阪本 オリジナルの時代劇をやることとか、今回のサーキュラーバイオエコロジーという題材に手を付ける事とか、僕にとっても初めてのことで、寛一郎にとっても初めての題材で、その意味で、僕だけが先に知っている、先に慣れている、親しんでいるという題材ではなかったから、割とフェアな感じで、2人とも知らなかったことに取り組んでいるという感じだったよね。
大御所のスタッフのプロフェッショナルな中でのびのびとやらせていただきました(寛一郎)
──私は長雨で矢亮と中次が運搬の舟を出すことが出来ず、おきくの長屋の厠があふれてしまい、長屋の住民たちが大家さんになんとかするように詰め寄る場面を見学しましたが、撮影が順調で、どんどん進んでいくので、佐藤浩市さんが午後から撮影開始予定の池松さんと寛一郎さんをもう早い段階から呼ぼうよとスタッフに嬉しそうに声掛けされているのを見たのですが、この段取りの良い演出風景を若いお二人に見せたいんだなとも思いました。
阪本 僕は自分の求めるものはちゃんと妥協なく撮っているんだけど、美術の原田をはじめ、撮影の笠松通則、録音技師の志満順一さん、照明の杉本崇さんとメインスタッフの平均年齢が60いくつかで、それぞれの手練手管というか経験値で無駄なく、現場が進んでいくというスピードだったと思う。
寛一郎 同じ世代の役者には、僕が体験したような幸せな時間に巡り合ってほしいと思います。
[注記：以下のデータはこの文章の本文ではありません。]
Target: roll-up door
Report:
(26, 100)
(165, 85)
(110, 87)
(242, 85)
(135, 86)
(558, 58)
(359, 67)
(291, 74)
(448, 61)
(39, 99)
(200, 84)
今回の作品は本当に大御所の人たちが集まっていて、僕ぐらいの年齢だとなかなか組めない人の方が多いんじゃないかって。あと数年したらみんな死んじゃうじゃないですか(笑)。
阪本 おいおい、そんなに早く殺すなよ(笑)。
寛一郎 昭和のスタッフの中に入れるというのは幸せです。すごいプロフェッショナルを感じながら、のびのびとやらせていただきました。